At present, atmospheric concentrations of CO2 are rising at around 1.9ppm per year or approximately 0.5% per year, with current (February 2009) levels around 387ppm. This gives an increase of around 10% in a 20 year period. So even if we assume that the NAO will respond with the most extreme sensitivity of the models reported by Stephenson et al (2006), of 0.04 hPa per %CO2 (estimated by the ECHAM4 model), then in a 20 year period the NAO could increase by 0.4 hPa. So under our model for the relationship of Pelamis power with the NAO, equation 6.1, this would result in an increase of 5.7 kW. Assuming this happens gradually over the 20 year period, this would result in a net increase of around 2.9 kW over the entire period. Considering that we calculated the standard deviation of the differences between mean power levels over consecutive 20 year periods as 10.3 kW, this increased power caused by the increasing mean value of the NAO would be undetectable amongst the ‘natural’ variability. This implies that changes in WEC power levels related to anthropogenic emissions of GHGs will probably not effect the predictability of the future resource based on historic

estimates, since the change in the NAO over timescales we are interested in is much less than the ‘natural’ noise level. However, whether the increase in wave power between the 1960s and 1990s was natural variability or not is debatable.

This is, of course, based on many assumptions which are difficult to justify.
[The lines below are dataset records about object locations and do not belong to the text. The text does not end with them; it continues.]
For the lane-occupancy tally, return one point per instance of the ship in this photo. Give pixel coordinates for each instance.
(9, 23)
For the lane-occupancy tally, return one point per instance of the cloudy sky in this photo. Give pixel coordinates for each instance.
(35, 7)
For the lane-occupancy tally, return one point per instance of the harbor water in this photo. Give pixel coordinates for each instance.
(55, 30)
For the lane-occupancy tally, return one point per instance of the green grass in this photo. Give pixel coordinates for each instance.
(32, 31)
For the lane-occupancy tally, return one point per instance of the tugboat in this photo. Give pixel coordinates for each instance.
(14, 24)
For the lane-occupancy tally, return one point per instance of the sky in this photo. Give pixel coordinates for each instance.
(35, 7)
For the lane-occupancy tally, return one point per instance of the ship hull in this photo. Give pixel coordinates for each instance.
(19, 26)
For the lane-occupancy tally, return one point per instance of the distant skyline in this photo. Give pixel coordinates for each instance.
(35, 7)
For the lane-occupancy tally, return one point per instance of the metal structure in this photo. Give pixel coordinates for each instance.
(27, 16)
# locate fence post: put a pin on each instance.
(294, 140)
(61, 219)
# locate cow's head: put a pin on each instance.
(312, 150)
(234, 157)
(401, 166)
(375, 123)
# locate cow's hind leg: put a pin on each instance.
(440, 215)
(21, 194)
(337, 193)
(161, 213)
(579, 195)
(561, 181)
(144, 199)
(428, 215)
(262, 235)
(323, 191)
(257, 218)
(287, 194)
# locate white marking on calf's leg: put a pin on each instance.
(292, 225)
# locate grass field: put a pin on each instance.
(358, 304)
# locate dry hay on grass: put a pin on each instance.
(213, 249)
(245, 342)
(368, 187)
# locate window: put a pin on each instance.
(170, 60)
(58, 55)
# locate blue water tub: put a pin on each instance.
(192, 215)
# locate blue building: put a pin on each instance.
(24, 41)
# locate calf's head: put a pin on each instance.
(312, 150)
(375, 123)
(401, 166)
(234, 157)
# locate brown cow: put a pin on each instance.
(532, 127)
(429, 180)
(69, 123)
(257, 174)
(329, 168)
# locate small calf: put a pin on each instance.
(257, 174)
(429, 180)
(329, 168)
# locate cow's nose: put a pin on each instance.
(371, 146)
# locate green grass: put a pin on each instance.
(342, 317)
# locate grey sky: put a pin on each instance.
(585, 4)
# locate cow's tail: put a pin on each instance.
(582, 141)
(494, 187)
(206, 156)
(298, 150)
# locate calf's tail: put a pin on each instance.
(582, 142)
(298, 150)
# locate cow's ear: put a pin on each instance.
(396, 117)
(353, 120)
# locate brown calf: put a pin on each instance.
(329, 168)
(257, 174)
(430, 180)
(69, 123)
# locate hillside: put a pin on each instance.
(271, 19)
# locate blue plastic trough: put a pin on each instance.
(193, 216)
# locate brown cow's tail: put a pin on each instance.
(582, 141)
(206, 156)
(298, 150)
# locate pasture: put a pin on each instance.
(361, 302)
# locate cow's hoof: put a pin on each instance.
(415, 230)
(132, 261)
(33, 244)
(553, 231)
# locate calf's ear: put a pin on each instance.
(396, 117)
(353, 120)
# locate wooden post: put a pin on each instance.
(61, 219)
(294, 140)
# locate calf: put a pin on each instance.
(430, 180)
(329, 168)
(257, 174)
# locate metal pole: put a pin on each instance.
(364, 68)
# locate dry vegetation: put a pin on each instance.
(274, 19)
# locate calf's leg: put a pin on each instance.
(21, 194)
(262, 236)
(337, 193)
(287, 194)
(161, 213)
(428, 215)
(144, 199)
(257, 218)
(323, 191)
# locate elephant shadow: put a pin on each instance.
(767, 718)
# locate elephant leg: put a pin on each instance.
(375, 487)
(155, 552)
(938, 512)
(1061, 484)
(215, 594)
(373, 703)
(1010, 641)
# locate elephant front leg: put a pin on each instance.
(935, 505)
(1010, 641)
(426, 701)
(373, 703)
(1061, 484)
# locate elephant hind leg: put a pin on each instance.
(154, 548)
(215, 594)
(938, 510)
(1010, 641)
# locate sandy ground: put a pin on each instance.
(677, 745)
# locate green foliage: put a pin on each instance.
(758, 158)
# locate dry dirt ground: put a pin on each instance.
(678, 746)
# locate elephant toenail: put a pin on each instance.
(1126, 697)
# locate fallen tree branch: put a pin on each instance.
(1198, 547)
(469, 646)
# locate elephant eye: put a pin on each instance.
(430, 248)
Firstly, the response of the NAO to increased levels of CO₂ is highly uncertain and will almost certainly not be a linear increase over time. Future CO2 emissions are also uncertain.

Moreover, we are assuming that the response of wave power to the NAO will remain the same in a changed NAO state. Wang and Swail (2006) give a similar analysis of the uncertainty in predictions of future wave conditions and note that the uncertainty due to differences among the emissions scenarios is much smaller than that due to differences between predictions from different climate models.

Since there are such high uncertainties in predictions of future climate, it may be more useful to note the effect on WEC yield under various NAO change scenarios. If the mean value of the NAO index increases by 1 standard deviation (about 1.5 hPa for the index used here), then the mean Pelamis power at the location in question here would increase by 21.6 kW (5.6%). A mean increase of 2 standard deviations in the NAO index would result in a mean increase of 43.2 kW (11.2%). Since the NAO has an affect on storm track, frequency and intensity it may be naïve to assume that residuals ε in equation 6.1 will not be affected by a change in the NAO state. Nevertheless, the NAO accounts for about 70% of the interannual variability in Pelamis power at this site, so we can certainly expect some response to changes in the mean NAO state.